A Very Good Question
And a plausible answer about why language models and video models are on different paths
A thoughtful reader asked a very good question about my last essay Sending Sora to Film School. I wrote that improving AI video models would require a change in how we train them. And that brute-forcing the task (adding more GPUs) won’t be enough because the current training paradigm lacks clear goals. It’s hard to express a goal for video models besides ‘make it more photorealistic’.
This thoughtful reader read thoughtfully and posed the following Very Good Question:
Language does not have a clear goal, yet Large Language Models (LLMs) became super fluent with enough compute. Why won’t the same approach work for video?
It is a very good question. Indeed a good enough question that it deserves a long response.
The answer comes down to goals and structure. We can explain it using three examples:
Chess, a game of math
Language, a symbolic system
Video, a… sensory medium? An audio-visual representation? A flat time sculpture?

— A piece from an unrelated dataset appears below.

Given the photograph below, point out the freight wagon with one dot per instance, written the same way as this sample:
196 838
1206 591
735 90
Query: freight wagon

This last part, as we’ll see, is kinda the issue.
Modeling chess, a simple game
AI is really good at chess. It’s actually superhuman! It can beat any person. How did it get so good?
Chess has a well-defined objective. The win condition is really clear: the king is either in checkmate or not. This clarity allows the training process to be really effective. Researchers can reward the model when it wins and create feedback loops.

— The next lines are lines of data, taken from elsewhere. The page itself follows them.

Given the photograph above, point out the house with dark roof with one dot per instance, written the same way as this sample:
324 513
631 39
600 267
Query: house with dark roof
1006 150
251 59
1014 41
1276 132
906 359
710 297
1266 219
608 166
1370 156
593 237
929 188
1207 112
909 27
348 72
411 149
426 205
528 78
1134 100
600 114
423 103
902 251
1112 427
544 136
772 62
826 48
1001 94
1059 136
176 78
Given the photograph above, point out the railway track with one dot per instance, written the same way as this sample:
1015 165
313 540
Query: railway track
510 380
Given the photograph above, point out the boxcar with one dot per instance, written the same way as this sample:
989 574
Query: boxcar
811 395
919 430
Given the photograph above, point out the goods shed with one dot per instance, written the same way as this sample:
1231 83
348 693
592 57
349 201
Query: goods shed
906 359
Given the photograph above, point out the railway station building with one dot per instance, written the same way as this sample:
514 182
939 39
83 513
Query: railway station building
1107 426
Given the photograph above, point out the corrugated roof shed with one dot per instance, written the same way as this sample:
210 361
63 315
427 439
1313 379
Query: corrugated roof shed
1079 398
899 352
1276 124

This progress isn’t hard for people to understand. Chess is a game of limited mathematical possibilities. It makes sense that a big enough computer could master it.
Modeling language, a symbolic system
Language seems less straight forward. Neither you nor I can define a clear objective of the English language. Regardless, we have LLMs that can read and write more fluently than most people. How did they get so good?

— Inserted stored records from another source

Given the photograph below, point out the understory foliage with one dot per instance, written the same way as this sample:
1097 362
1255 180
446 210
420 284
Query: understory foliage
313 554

LLMs’ progress is not incomprehensible magic. Language is a symbolic system. It has structure. We can predictably combine words according to grammar and syntax to create meaning. That makes the training process much easier. Errors, for example, are quite clear. A sentence where a cat hatches out of its egg is false. A frabjous day is nonsensical. And qwerty fsads isn’t even language. Dr. Seuss might argue, but these are clear cases for AI researchers.
Because language is a symbolic system, big enough computers were able to search and discover the underlying structure of it. Once LLMs understood core patterns of language they could use it do neat stuff like recite facts about the world, psychoanalyze a text message, even tell you how to declare bankruptcy in Canada. Today we have general purpose LLMs that feel magical.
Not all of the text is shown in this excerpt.